#25: Where I write and dream of writing
Desks, spaces and expectations
For many, including myself, the desk took on a larger-than-life form over the past year. By and large a workspace, when called for, my work desk transforms into a dining table, a crafts nook, a jigsaw board, an extra kitchen surface, even a sorting station for when the laundry basket is overflowing.
The opening act of this desk was one of aesthetics fuelled by scores of Instagram ads and “X things to buy for your WFH desk” listicles. But as hours bled into days into Sisyphean weeks, its mise en scène has changed.
Potted plants have made way for legal pads; the pretty bowed out while the practical took up space. A terrarium has been rudely nudged to the end of the desk to make space for a sleek lamp and a huge monitor — aesthetically uncomfortable but practically, a blessing. The wood is lighter where the eastern sunlight claimed it day after day. This is a desk for grown-ups, for people who appreciate ergonomics, who don’t sit folded into their too-large chair like an Indian pretzel, who have their shit together.

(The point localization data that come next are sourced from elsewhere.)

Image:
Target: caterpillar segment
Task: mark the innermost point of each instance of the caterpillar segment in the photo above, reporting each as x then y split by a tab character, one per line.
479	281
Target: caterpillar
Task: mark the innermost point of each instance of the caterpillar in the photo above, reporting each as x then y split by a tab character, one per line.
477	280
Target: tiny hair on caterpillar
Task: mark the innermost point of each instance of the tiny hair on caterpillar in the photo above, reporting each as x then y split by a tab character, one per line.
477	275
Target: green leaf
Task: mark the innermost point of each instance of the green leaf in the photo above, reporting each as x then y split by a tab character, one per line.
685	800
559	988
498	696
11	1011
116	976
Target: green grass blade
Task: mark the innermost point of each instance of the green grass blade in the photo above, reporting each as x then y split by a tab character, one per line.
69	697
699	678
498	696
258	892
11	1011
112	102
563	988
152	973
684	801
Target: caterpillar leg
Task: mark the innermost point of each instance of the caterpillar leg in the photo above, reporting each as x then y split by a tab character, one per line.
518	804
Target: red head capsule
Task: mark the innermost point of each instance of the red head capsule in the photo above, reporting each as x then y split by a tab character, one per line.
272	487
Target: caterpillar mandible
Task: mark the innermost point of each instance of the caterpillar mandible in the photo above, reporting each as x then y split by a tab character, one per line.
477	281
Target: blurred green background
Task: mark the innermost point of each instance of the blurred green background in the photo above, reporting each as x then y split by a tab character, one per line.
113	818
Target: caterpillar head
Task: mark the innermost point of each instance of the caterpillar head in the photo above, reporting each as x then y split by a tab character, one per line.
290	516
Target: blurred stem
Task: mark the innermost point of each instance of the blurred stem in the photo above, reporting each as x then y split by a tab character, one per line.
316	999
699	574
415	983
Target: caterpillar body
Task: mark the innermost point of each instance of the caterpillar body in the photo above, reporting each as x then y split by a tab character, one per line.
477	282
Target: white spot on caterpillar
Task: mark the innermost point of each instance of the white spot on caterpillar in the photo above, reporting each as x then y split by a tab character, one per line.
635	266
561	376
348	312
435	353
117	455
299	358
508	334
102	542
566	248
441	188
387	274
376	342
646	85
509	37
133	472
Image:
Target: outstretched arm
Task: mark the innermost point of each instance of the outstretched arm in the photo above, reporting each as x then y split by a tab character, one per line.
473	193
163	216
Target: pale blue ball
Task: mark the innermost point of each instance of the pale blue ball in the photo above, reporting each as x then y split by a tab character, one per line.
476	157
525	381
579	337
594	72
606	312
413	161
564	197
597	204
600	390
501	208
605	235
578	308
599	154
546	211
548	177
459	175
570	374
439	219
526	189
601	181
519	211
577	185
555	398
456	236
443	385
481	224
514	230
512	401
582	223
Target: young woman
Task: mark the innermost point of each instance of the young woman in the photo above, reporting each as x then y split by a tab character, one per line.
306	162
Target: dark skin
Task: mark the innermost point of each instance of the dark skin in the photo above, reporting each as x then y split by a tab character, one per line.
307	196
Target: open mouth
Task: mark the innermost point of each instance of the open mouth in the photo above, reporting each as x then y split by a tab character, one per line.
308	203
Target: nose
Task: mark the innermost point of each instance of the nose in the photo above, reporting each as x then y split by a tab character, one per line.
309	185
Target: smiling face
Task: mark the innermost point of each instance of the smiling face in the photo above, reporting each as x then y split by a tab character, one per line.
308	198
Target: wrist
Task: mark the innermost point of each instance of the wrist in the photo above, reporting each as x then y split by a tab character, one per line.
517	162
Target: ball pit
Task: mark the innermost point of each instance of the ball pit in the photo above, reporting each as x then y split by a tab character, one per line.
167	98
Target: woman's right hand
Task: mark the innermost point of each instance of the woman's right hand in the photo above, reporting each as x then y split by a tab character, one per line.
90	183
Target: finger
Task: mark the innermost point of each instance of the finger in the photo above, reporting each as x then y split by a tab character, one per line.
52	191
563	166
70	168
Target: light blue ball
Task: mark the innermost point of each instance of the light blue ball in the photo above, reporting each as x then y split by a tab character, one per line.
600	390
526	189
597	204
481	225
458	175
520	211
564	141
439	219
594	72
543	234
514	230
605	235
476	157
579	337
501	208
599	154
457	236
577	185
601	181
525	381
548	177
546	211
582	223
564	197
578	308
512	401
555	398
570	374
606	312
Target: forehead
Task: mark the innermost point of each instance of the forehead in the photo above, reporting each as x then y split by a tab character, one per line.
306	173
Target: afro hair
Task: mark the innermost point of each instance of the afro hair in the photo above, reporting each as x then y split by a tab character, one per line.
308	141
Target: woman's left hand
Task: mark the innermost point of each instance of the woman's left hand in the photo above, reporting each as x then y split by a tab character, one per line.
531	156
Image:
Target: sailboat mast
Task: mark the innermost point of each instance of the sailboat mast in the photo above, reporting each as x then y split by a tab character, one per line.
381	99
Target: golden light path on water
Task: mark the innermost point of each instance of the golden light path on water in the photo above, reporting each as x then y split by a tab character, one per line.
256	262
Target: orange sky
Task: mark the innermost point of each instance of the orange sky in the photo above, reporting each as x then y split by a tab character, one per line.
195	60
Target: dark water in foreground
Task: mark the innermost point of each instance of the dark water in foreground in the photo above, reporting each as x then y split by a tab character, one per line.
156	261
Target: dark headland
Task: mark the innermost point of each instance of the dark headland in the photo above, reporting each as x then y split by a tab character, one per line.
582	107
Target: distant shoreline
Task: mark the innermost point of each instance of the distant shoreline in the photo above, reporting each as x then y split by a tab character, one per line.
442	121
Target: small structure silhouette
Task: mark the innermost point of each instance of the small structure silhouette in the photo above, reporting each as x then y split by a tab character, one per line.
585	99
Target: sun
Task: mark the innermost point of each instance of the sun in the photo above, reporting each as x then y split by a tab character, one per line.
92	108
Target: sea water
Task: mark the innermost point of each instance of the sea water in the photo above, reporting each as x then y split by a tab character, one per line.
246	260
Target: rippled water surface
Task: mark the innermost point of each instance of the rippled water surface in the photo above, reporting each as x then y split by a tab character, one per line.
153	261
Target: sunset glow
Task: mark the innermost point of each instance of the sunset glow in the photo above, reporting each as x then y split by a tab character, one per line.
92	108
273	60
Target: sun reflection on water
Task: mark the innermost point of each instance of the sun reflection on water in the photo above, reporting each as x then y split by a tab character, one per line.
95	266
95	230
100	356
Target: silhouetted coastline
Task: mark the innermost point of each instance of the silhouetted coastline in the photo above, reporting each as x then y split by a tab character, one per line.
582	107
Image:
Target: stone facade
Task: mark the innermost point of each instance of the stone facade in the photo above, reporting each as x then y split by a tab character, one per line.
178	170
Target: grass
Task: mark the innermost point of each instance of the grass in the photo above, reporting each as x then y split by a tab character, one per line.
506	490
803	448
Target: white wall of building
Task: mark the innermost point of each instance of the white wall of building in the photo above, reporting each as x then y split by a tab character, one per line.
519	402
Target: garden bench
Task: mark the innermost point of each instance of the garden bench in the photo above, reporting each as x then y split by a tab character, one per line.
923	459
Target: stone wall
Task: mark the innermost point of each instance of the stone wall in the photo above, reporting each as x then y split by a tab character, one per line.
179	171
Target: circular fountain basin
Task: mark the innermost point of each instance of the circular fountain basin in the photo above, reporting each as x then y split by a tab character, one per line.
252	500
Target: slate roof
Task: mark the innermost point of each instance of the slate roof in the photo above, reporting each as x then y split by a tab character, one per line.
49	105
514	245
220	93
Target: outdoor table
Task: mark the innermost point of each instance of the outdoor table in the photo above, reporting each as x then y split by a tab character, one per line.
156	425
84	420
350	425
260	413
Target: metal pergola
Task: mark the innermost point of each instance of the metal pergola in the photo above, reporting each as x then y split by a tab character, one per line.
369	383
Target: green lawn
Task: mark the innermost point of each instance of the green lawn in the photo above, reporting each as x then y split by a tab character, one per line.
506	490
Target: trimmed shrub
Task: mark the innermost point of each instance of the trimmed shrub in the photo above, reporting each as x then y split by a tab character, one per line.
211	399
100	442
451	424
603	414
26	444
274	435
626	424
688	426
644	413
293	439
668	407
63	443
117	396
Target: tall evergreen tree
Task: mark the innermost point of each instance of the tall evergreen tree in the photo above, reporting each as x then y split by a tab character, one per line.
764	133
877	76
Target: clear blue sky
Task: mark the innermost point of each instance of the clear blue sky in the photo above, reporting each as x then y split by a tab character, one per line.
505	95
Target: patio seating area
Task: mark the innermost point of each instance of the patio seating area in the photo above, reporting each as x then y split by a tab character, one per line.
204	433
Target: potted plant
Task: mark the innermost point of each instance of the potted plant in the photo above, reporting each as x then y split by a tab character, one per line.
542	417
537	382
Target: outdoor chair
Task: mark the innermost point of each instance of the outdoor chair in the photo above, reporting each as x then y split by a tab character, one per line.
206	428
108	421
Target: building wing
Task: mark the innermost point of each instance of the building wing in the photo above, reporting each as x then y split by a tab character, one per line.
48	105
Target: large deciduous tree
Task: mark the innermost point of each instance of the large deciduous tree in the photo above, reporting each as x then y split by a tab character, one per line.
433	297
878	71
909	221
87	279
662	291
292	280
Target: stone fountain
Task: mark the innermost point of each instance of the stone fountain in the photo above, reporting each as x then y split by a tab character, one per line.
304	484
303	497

My other, non-corporate desk, is a much closer reflection of who I feel I am — and hence a far cry from beautiful WFH vignettes in glossy magazines. This is my creative desk, a place I like to think is unsullied by capitalist demands and ventures. My notebooks are carelessly piled up against a pin-up board littered with posters, postcards, and post. The whorls in the wood might well have holes in them for how many times they’ve been pinned under my gaze while my mind was in overdrive. Stains speak of long hours spent over a chicken-scratch covered notebook. The etches are a cartograph of creative moments so inspired that property damage could not be further from the mind. It is a space for chaos and of chaos.
What do you find beautiful? Anything in which you can see the artist’s hand or the artist’s mind.
— Hanya Yanagihara, in an interview for The Guardian
Over time, I’ve parted ways with many a desk, but the fantasy of a creative space—one that channels pure creative force—is alive and kicking in my mind.
“When I imagine you writing,” my friend once said to me, “I see you sitting at a heavy desk, hunched over a typewriter with a glass of whiskey by your hand”. I think I continue to disappoint him on that front, writing most of my missives on a state-of-the-art laptop and sustained by the Switzerland of drinks, ginger ale.
Nevertheless, the image of a whiskey-drinking, typewriter-using writer at a heavy-set desk in an atmospheric room has tacked itself onto my mental mood board of creative spaces. A Lord Asriel kind of room; the likes of which rich men retired to in Jane Austen novels. Only instead of a heavyset man behind a heavyset desk, there would be me: a slight, wiry woman peering owlishly from behind oversized eyeglasses and a large tome.
One day, when I’m confident enough to get away with being pretentious and steadfastly Romantic (with a capital R), I will bring that vignette to life.